AES works with a shared key. This won’t work when you want to have an encrypted connection with a webshop (how would you get the key over there in a secure way?). For this you have asynchronous key algorithms such as RSA en ECDH. These algorithms can make a secure connection without anything preshared. Usually this is used to compute a shared key and then continue over AES. These asynchronous algorithms are at risk of being cracked with quantum computers.
My point is that AES isn’t untouched by quantumn computing.

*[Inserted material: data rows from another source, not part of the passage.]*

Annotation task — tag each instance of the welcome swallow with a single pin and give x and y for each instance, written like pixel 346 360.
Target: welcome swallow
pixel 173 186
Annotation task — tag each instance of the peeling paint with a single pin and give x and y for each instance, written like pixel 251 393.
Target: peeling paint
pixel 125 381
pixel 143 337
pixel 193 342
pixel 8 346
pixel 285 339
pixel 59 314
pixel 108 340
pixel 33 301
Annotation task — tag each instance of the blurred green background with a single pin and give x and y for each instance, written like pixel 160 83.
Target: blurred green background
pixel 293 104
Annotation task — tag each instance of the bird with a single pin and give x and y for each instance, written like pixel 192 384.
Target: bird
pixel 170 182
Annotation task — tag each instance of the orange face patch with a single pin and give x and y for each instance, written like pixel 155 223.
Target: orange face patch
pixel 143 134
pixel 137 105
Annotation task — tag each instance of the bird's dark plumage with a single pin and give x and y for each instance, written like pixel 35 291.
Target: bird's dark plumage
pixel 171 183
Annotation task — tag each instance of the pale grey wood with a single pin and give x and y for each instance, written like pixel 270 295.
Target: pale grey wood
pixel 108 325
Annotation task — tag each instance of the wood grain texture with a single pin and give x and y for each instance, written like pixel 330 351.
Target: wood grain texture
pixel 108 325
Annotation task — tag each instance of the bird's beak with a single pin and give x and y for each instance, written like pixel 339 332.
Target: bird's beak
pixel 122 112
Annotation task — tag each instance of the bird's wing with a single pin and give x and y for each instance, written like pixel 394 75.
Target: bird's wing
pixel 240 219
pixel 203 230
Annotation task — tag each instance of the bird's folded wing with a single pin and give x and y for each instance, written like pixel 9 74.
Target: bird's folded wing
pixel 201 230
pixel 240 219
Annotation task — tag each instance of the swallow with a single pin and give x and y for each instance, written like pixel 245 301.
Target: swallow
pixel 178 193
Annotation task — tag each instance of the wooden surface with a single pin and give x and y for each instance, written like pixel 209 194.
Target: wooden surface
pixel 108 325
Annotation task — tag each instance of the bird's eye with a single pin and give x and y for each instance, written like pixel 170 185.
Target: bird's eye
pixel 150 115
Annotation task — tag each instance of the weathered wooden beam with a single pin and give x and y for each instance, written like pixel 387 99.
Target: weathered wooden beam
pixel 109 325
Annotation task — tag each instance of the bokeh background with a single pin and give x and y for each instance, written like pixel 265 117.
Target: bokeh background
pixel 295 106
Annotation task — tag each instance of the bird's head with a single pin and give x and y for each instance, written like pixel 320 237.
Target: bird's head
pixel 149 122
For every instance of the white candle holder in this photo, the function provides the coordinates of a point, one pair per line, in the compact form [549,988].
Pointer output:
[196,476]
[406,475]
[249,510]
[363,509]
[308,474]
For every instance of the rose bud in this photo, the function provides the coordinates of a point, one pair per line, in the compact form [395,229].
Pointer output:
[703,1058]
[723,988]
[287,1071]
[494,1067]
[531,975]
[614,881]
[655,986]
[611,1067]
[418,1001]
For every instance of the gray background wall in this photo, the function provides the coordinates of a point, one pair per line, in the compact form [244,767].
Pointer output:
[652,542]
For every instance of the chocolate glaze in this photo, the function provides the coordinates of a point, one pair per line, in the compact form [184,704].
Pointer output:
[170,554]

We now have quantumn safe asymmetric key encryption, too.
Grover’s algorithm gives broad asymptotic speed-ups to many kinds of brute-force attacks on symmetric-key cryptography.
Source: https://en.m.wikipedia.org/wiki/Grover’s_algorithm#Cryptography
You attack kex, so dh or rsa (ie shors) , which we’re moving away from (very slowly).
Ecc is better for similar keylengths, but you need lattice to really resist quantum.
My guess they hit old rsa, still a standard but being deprecated everywhere.
You can’t really hit the sboxes, they’re just this side of otp.
Key exchange is mostly discrete logarithm, ie you use modulo to hide/destroy data making it hard for anyone to figure it out without guessing wildly.
The article says they hit AES, which doesn’t make much sense. Block ciphers aren’t vulnerable to QC in the same way as public key crypto. Even so far as Grover’s Algorithm would help at all, it’s far from being practical.
In many cases the key exchange (kex) for symmetric ciphers are done using slower asymmetric ciphers. Many of which are vulnerable to quantum algos to various degrees.
So even when attacking AES you’d ideally do it indirectly by targeting the kex.